The screen filled with gray, shot through with squiggles and holes. The overall effect was of worms burrowing through a block of mud, surfacing and diving into the nether zone.
“The Pacific floor covers roughly 64,186,000 square miles. As you can see, it’s riddled with these cavities, hundreds and thousands of miles of them. From Level 15, roughly four miles down, the density of rock and our limited technology drop our scale to 1:120,000. But we’ve still managed to count some eighteen thousand significant subterranean branches.
“They seem to dead-end or circle on themselves and go nowhere. All except one. We think this particular tunnel was carved by an acid plume relatively recently, less than a hundred thousand years ago, just moments in geological time. It appears to have welled up from beneath the Mariana Trench system, then corkscrewed east into younger and younger
basalt. This tunnel goes from Point A—where we sit this morning—all the way across to Point B.” He walked from east to west across the front of the screen, pulling his pencil point across the entire Pacific territory. “Point B lies at point-seven degrees north by 145.23 degrees east, just this side of the Mariana Trench system. There it dips deeper, beneath the Trench.
“Where it goes, we’re not quite sure. It probably links with the Carolinian system west of the Philippines. A profusion of tunnels shoots throughout the Asian plate systems, giving access to the basements of Australia, the Indonesian archipelago, China, and so on. You name it, there are doorways to the surface everywhere.

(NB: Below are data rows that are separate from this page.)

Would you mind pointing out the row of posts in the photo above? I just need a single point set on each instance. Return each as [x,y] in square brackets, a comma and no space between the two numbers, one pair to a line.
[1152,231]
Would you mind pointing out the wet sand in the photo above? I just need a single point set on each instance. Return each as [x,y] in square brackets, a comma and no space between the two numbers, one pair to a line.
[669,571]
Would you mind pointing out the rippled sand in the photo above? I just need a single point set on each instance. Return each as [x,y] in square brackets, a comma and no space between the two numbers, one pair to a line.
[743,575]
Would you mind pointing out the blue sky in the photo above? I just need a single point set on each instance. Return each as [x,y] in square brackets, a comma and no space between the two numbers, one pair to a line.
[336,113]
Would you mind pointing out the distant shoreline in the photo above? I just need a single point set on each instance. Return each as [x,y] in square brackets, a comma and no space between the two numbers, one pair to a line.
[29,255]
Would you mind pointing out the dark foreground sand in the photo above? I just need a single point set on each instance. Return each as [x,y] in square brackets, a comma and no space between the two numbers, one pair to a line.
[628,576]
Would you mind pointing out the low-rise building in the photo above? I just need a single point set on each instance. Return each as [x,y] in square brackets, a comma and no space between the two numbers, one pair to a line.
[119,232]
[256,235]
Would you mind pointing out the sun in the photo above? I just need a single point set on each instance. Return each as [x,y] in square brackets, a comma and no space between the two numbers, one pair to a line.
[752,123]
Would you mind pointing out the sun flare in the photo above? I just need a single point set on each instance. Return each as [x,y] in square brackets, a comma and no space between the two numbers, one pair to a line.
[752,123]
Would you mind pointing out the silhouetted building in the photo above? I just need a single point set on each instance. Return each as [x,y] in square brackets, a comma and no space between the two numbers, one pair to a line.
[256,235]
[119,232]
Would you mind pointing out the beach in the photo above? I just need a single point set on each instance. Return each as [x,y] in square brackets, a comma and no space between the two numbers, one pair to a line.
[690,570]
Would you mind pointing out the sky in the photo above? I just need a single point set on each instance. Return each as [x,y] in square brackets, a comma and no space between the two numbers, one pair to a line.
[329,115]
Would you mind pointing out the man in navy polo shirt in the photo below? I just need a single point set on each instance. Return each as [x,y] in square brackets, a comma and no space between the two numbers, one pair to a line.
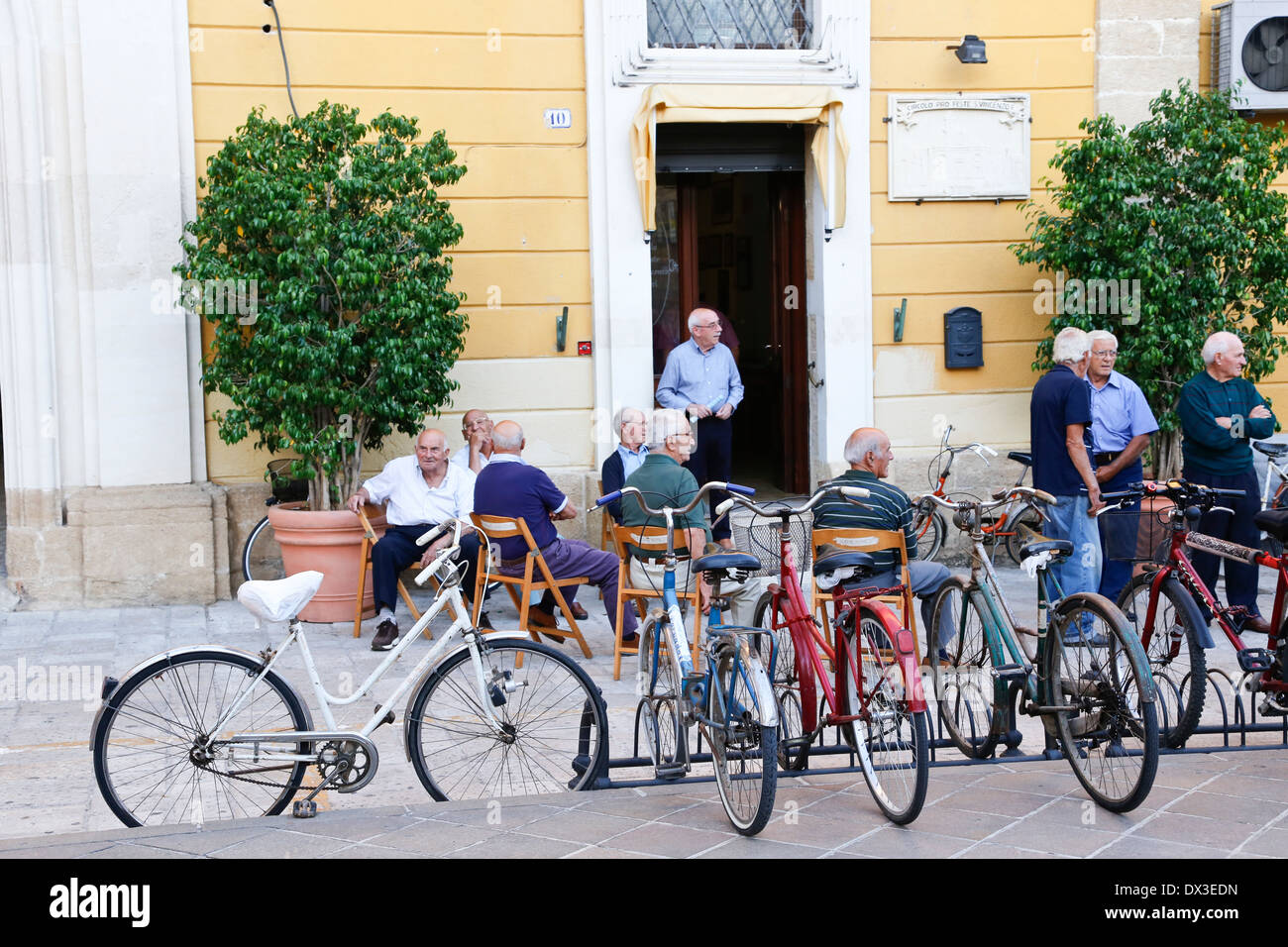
[509,487]
[1059,423]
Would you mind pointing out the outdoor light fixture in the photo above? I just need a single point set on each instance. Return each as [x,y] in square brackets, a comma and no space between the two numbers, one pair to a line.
[970,50]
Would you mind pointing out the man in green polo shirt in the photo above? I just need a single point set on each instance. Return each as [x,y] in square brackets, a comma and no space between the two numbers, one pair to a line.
[665,483]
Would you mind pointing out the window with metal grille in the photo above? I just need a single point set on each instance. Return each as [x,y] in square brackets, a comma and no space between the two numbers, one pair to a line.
[730,24]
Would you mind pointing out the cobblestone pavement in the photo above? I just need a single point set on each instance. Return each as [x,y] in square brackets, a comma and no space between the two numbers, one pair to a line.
[1205,805]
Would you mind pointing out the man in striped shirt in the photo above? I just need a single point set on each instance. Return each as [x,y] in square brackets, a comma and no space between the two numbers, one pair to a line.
[868,454]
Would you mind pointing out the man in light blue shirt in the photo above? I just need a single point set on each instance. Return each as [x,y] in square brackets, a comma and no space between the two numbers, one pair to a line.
[1121,424]
[702,379]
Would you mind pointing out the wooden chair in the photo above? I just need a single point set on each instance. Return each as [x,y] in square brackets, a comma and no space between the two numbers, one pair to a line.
[494,528]
[369,540]
[651,539]
[868,541]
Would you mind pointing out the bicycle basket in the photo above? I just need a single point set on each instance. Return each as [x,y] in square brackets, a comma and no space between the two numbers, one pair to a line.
[1138,534]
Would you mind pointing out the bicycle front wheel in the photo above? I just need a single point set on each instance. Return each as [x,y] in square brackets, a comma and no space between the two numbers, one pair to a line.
[158,761]
[1176,657]
[552,731]
[961,665]
[745,751]
[1109,729]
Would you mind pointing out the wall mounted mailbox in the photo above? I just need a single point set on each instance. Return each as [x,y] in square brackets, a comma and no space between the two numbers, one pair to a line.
[964,338]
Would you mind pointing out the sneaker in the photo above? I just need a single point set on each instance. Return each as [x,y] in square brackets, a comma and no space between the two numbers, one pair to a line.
[386,633]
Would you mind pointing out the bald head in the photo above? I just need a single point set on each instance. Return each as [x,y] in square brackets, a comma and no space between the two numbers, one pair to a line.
[507,437]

We believe these connect with the sub-Pacific network here at Point B, but our scan is still in progress. It’s a cartographic missing link for the moment, as the source of the Nile once was. But not for long. In less than a year, you are going to tell me where it leads.”
It took Ali and the others a minute to catch up.
“You’re sending us out there?” someone gasped.
Ali was staggered. She couldn’t begin to grasp the enormity of the endeavor. Nothing January or Thomas had told her was preparation for this. She heard people breathing hard all around her. What could this mean, she wondered, a journey so audacious? Why send them all the way across to Asia? It was a stratagem of some sort, a geopolitical chess move. It reminded her less of Lewis and Clark’s traverse than of the great expeditions of discovery once launched by Spain and England and Portugal.
It struck her. Their journey was meant to be a declaration, a pronunciamento. Wherever the expedition went, Helios would be asserting its domain. And the cartographer had just told them where they were going, beneath the equator, from South America all the way to China.
In a flash, Ali saw the grand design.
Helios—Cooper, the failed President—intended to lay claim to the entire subbasement of the oceanic bowl. He was going to create a nation for himself. But a nation the size of the Pacific Ocean? She had to relay this information to January.
Ali sat in the darkness, gaping at the screen. It would be larger than all the nations on earth put together! Helios would own almost half the globe. What could you possibly do with such immense space? How could you manifest such power?